Among the law’s key provisions are a $7,500 tax credit for new electric vehicles — but only if the cobalt, graphite and other minerals in the EVs’ batteries come from domestic or friendly sources. Experts say that provision and others in the bill could spur mine development in Alaska.
The Inflation Reduction Act offers $7,500 tax credits for people who buy new electric vehicles. But, as Paddy Ryan of the Atlantic Council’s Global Energy Center explains, there’s a pretty big catch.
“There are about zero cars on the US market today that could potentially qualify for these credits,” Ryan said in an interview.
That’s because starting in 2024, 40% of the metals used in electric vehicle battery production — cobalt, manganese, nickel, lithium and graphite — have to be either extracted or processed in the U.S. or a friendly country to qualify for the credit. That figure moves to 80% by 2027. And none can come from so-called “foreign entities of concern” — that’s diplomatese for China and Russia.
“So essentially, the supply chain implications are the real story,” Ryan said.
Most of the lithium used in the lithium-ion batteries that go into EVs comes from Australia and Chile, says economist Brett Watson at the University of Alaska Anchorage’s Institute of Social and Economic Research.
“Those would qualify under the tax credit provisions, which require sourcing materials from nations that have a free trade agreement with the United States, which both of those nations do,” Watson said in an interview.
But that’s not the case for some of the other minerals used in batteries.
“Cobalt, on the other hand, is mostly sourced from the Democratic Republic of the Congo,” Watson said.
The U.S. doesn’t have a free trade agreement with Congo. And that means EV manufacturers will have to source their cobalt elsewhere. Maybe from recycling. Or maybe from Alaska.
“Cobalt is being prospected right now from the Ambler district,” Watson said.
That’s a mining prospect in Northwest Alaska. And whether it’ll turn into a mine is far from a sure bet — the project has been mired in controversy for years.
But the company hoping to develop the Ambler Mining District sees the Inflation Reduction Act as an encouraging sign. And not just because of the tax credits for cobalt.
Ambler Metals President and CEO Ramzi Fawaz says the Inflation Reduction Act’s tax credits for “advanced manufacturing” are more important to his project in the short term.
“What it boils down to is that the companies that are in mining can write off 10% of the cost of their operations if they produce one single critical mineral,” Fawaz said in an interview.
There’s a long list of minerals that qualify — from aluminum to zinc.
“Our first project will be called the Arctic project, and once we make a decision to invest and start construction, the mine will operate and mainly produce copper and zinc and other metals sometime in the late ‘20s,” Fawaz said.
Cobalt production from the so-called Bornite Deposit would start much later.
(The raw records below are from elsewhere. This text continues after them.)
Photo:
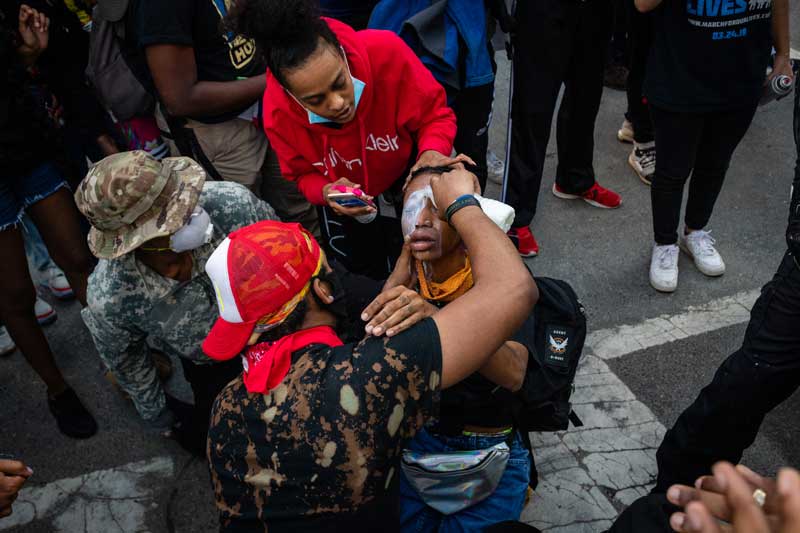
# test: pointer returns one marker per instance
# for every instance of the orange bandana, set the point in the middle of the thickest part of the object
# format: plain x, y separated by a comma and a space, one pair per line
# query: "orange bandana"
450, 289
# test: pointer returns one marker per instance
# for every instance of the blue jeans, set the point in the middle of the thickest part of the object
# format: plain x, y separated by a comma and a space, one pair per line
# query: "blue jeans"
505, 503
18, 192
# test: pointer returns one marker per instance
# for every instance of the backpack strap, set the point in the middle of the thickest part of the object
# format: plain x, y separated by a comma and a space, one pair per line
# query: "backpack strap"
573, 417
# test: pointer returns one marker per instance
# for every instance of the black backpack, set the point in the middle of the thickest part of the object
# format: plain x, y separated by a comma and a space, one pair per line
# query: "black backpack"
542, 404
115, 84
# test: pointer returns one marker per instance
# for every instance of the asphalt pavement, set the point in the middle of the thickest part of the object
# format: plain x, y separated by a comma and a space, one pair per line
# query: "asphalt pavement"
125, 479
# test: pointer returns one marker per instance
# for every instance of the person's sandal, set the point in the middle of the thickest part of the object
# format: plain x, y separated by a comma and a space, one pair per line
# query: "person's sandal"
71, 416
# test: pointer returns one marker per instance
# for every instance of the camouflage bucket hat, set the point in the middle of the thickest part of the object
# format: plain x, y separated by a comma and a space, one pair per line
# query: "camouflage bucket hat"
131, 197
But will the Inflation Reduction Act’s tax credit be enough to move the needle towards getting a mine built?
“It’s a complex question, of course, because it does help, for sure,” Fawaz said. “But there are so many factors in making, realizing a project like ours.”
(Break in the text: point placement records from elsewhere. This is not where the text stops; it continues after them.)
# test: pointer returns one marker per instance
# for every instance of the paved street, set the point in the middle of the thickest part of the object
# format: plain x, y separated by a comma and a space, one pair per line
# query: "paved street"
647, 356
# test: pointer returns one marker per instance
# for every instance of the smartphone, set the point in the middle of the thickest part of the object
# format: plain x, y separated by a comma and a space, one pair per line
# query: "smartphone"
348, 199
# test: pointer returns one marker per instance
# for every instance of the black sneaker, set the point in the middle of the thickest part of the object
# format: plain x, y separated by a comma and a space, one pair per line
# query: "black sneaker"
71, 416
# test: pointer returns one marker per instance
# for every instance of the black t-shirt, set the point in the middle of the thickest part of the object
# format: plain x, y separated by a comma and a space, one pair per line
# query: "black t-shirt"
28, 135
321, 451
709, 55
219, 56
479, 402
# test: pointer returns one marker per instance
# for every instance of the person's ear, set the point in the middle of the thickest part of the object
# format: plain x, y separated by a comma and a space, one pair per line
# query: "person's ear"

Like, for example, whether a planned 200-plus-mile road to the mining district will move forward. The state’s investment agency has poured millions into efforts to build the road, but the project stalled in February after the Biden administration said an environmental analysis of the road was flawed.
The push for more domestic minerals to support green technology could have far-reaching effects all over the state. Watson, the economist, points to a prospect called Graphite One outside Nome as another potential beneficiary of the Inflation Reduction Act’s electric vehicle tax credit. And in Southeast, he says the advanced manufacturing credit could make development of a rare earth mine on Prince of Wales Island and a processing facility planned for the Ketchikan area an easier sell.
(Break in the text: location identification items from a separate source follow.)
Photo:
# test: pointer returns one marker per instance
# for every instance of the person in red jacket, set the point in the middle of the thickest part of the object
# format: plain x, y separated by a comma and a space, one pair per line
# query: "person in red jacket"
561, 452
“So you could imagine that facility and Ketchikan applying for that advanced manufacturing tax credit,” Watson said. “So there’s something in the bill potentially for the Ketchikan Bokan Ridge facility as well.”
But Watson says what would truly move the needle is a bill that would reform the sometimes decades-long permitting process to get mines built. That’s reportedly part of the deal that created the Inflation Reduction Act, but no bill has been filed in Congress yet.